# GCI Turf Tall Fescue Seed



## scz71864

Pete's got his variety of TTTF out for sale now. $114 for 50lbs. I just purchased a bag and I'm really looking forward to putting it out in a few weeks. I'll post some pictures of my results on a week to week basis after I plant.


----------



## g-man

Could you post a picture of what the cultivars are and the weed %?


----------



## Suburban Jungle Life

My bag didn't have an analysis label...


----------



## g-man

Is that legal? to sell without an analysis label? I think it was federal law.


----------



## probasestealer

Suburban Jungle Life said:


> My bag didn't have an analysis label...


I don't think you can NOT provide a label.. I'd call Pete..


----------



## Budstl

Here is what is on his site.
https://www.gciturfacademy.com/product/gci-premium-turf-type-fescue-blend-50-lb/

Rendition, escalade, and falcon 3 are the varieties.


----------



## Guest

I'm just guessing he doesn't want you to know what he chose for his blend but not sure why it would matter. I follow his YouTube channel and he seems pretty stand up.
Maybe a call to find out would work.


----------



## scz71864

Rendition Falcon and Escalade are the varieties. 90% germination rate. I'll see if I can get him to post the label.


----------



## erickdaniels

How much is shipping?


----------



## social port

I've heard him mention that he has tested numerous cultivars over the years to see which perform best for him in NC. That mix represents the best performers for him.


----------



## Miggity

Shipping is free, 0.00% Weed seed, 0.00% Other crop


----------



## probasestealer

social port said:


> I've heard him mention that he has tested numerous cultivars over the years to see which perform best for him in NC. That mix represents the best performers for him.


That's what he can get cheapish and make a profit.

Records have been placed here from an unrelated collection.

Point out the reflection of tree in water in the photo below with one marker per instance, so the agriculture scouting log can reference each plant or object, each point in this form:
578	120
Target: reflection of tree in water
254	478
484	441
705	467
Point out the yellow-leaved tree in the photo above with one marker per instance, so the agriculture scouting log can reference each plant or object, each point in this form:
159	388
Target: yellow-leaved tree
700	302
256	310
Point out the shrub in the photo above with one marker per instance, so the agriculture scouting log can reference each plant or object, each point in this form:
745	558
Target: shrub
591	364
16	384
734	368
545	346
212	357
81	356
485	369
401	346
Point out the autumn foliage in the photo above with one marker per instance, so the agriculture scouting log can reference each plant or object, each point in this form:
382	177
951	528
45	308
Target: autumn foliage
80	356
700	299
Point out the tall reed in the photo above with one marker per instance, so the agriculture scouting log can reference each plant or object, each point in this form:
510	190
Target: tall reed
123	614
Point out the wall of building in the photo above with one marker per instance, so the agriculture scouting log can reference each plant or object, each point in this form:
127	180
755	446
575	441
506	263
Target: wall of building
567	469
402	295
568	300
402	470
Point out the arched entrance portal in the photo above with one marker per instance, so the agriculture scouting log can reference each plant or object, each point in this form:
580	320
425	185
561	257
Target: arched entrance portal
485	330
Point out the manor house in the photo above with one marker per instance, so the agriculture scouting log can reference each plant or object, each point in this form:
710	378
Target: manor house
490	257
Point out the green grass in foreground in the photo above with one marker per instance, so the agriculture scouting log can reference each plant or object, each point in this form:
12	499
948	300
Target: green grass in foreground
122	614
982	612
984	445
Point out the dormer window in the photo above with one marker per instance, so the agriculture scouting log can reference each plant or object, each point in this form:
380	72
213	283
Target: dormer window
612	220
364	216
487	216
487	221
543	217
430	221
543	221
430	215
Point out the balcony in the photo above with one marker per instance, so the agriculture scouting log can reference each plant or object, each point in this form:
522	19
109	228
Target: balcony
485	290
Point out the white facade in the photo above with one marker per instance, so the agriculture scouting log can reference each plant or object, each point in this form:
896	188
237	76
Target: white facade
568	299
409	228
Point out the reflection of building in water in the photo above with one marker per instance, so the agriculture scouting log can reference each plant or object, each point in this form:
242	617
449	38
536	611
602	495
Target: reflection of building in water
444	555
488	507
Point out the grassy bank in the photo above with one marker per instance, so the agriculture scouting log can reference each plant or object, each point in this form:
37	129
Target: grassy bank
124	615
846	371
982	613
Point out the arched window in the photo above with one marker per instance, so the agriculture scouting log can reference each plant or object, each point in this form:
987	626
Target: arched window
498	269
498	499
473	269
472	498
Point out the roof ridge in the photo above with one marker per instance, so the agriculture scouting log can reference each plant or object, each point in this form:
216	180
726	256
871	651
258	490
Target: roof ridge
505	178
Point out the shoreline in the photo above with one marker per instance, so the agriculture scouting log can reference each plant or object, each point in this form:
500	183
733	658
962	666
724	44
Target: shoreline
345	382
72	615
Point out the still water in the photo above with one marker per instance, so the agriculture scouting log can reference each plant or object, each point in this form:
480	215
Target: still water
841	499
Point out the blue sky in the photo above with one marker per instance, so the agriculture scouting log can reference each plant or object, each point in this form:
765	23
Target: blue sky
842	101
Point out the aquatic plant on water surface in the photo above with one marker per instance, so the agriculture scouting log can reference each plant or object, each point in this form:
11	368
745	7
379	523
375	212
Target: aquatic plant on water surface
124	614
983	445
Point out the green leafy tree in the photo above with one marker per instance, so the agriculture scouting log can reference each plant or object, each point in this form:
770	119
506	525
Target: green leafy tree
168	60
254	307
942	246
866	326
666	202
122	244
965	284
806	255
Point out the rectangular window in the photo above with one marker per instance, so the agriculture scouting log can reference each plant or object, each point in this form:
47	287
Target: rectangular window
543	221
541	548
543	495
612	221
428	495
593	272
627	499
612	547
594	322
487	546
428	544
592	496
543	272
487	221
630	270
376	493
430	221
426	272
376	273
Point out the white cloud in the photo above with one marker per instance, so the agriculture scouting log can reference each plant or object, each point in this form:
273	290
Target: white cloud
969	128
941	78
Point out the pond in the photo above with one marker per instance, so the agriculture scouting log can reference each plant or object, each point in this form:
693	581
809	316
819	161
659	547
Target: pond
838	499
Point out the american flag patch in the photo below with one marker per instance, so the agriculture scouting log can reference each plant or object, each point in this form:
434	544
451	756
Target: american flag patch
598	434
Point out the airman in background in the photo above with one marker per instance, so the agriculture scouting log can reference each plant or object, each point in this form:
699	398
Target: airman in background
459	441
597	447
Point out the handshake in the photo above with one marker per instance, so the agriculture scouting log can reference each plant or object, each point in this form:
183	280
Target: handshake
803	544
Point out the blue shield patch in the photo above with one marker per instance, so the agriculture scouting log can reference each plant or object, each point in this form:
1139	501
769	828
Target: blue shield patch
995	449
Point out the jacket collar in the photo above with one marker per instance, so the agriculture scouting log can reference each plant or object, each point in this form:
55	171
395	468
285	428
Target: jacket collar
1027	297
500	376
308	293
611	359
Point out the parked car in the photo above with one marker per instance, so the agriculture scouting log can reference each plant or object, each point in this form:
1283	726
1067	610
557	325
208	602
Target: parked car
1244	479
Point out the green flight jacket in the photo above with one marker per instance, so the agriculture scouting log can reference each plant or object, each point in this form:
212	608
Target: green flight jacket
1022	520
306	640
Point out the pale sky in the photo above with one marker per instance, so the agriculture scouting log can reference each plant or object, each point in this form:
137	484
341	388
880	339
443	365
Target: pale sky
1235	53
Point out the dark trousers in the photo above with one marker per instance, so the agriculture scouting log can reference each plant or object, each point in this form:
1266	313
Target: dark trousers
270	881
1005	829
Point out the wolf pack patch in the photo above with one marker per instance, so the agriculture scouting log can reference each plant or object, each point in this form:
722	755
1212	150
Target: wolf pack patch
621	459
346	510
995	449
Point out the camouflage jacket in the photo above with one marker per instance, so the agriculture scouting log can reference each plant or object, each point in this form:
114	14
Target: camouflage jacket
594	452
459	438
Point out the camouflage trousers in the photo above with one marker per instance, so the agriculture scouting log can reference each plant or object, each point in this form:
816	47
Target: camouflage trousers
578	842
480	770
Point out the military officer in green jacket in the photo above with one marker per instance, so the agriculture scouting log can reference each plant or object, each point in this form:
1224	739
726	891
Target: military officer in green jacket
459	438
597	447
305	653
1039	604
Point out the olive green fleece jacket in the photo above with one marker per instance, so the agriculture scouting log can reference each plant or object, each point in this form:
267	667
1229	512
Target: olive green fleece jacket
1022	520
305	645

Nothing wrong with those cultivars but bullseye, Cochise, ls200, etc I think are better cultivars. But you will pay more with shipping from Hogan, Pawnee, etc.
But honestly I'm not sure it makes too much of a difference.
I'm not far from him in Winston, bluegrass does well for me, I would expect him to start to blend with bluegrass, but he loves him some fescue. /Rant


----------



## social port

probasestealer said:


> social port said:
> 
> 
> 
> I've heard him mention that he has tested numerous cultivars over the years to see which perform best for him in NC. That mix represents the best performers for him.
> 
> 
> 
> That's what he can get cheapish and make a profit. Nothing wrong with those cultivars but bullseye, Cochise, ls200, etc I think are better cultivars. But you will pay more with shipping from Hogan, Pawnee, etc.
> But honestly I'm not sure it makes too much of a difference.
> I'm not far from him in Winston, bluegrass does well for me, I would expect him to start to blend with bluegrass, but he loves him some fescue. /Rant
Click to expand...

As far as I know, he doesn't mention the issue of cost in his selection of seed. His approach has always been: I don't care how much work is involved; I don't care about cost; I want the best possible turf. 
That would lead me to think that he was open to considering all players - and we are looking at the final class.
But I think you make a good point here. I know that I would prefer to buy the cultivars you mention over alternatives (heck, I grow ls1200 and Cochise iv).
Also agree with you re bluegrass. I think it may be called bluegrass transition zone bias. I've had expert seed distributors tell me that KBG won't make it down here; yet, we know things to be otherwise.


----------



## Green

firefighter11 said:


> I'm just guessing he doesn't want you to know what he chose for his blend but not sure why it would matter. I follow his YouTube channel and he seems pretty stand up.
> Maybe a call to find out would work.


Email. He said people from online are calling his business line and tying it up lately, and he can't run his business properly due to it. He now has to hide his number on his shirt in recent videos.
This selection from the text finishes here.